I just went through this forum discussion and through the references you shared. From what I read, I understand the following:
There are two versions/options of the UKF for inclusion of process noise. Woodburn [1] writes:
“Literature on the UKF offers two options for the inclusion of process noise: a purely additive approach where a process noise matrix is added to the covariance determined from definitive propagation, or augmentation of the state vector to include process noise states. The latter option, while preferred by some authors since it avoids a re-sampling operation to create new sigma points after the covariance is updated, appears to only be applicable to cases where process noise can be applied in a purely additive sense at the end of a time update without concern for the method of uncertainty evolution over the time update interval. The state vector augmentation approach does not alter the trajectories of the sigma points, it merely utilizes the mechanics of the unscented transform to affect the state error covariance to avoid an additive operation that necessitates re-sampling of the sigma points.”
I believe these two version correspond to the two algorithms presented in Table 7.2 and Tabel 7.3 in the paper by Wan and van der Merwe [2] shared by @markrutten
The algorithm in Table 7.2 requires augmentation of the state: “the state is redefined as the concatenation of the original state and noise variables” (p.230 of [2]):
where x is the original state, v is the process noise and n is the observation noise.
The algorithm in Table 7.3 does not require this state augmentation, but instead requires augmenting or updating the sigma points after the predict step before doing the measurement update.

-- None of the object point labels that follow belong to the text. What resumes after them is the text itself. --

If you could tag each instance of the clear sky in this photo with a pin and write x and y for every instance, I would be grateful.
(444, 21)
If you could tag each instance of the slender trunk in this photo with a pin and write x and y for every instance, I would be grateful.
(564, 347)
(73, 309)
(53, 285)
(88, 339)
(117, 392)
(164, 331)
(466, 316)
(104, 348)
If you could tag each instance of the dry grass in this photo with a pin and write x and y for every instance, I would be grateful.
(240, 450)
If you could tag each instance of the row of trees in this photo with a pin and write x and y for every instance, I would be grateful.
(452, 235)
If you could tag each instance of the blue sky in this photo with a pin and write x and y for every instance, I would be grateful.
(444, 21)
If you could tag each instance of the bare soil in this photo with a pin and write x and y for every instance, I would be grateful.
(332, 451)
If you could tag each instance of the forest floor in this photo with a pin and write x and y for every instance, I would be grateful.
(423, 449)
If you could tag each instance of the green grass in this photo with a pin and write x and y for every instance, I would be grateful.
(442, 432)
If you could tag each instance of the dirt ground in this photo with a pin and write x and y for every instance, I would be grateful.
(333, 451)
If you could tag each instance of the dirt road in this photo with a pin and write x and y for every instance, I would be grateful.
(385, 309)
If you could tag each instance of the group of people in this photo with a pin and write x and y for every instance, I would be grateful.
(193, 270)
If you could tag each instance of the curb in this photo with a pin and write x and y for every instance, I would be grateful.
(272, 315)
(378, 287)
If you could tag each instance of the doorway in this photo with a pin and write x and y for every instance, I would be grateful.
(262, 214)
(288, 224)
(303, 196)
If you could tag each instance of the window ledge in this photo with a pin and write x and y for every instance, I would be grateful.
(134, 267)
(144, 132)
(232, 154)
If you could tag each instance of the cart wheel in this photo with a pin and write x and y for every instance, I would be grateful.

This can be done by either adding sigma points (Eq 7.56 of [2]) or redrawing a complete new set of sigma points (footnote 6 on p.233 of [2]).
I have in the past implemented the UKF wrongly myself. I neither augmented the state, nor augmented/redrawn the sigma points. I realised this when I saw that the innovation covariance did not include the process noise, which is exactly @markrutten’s point if I understand correctly.
I’m still startled by the ambiguity that the presence of these two algorithms can cause.
I agree at 100% that the Table 7.3 algorithm is more interesting. The fact of finding both algorithms in the literature encouraged me to integrate both possibilities in Hipparchus in order to be as generic as possible
Since your two experiences with @markrutten shown that we should only have the Table 7.3 algorithm, then I’m fine with that.
Thanks @bcazabonne and @dgondelach for your time exploring this. It is confusing … as David explained both algorithms (table 7.2 and 7.3) introduce process noise, but in different ways.
I was looking at the pull requests in Hipparchus and found this one, which references this discussion. The request was however opened whicl this discussion was still ongoing.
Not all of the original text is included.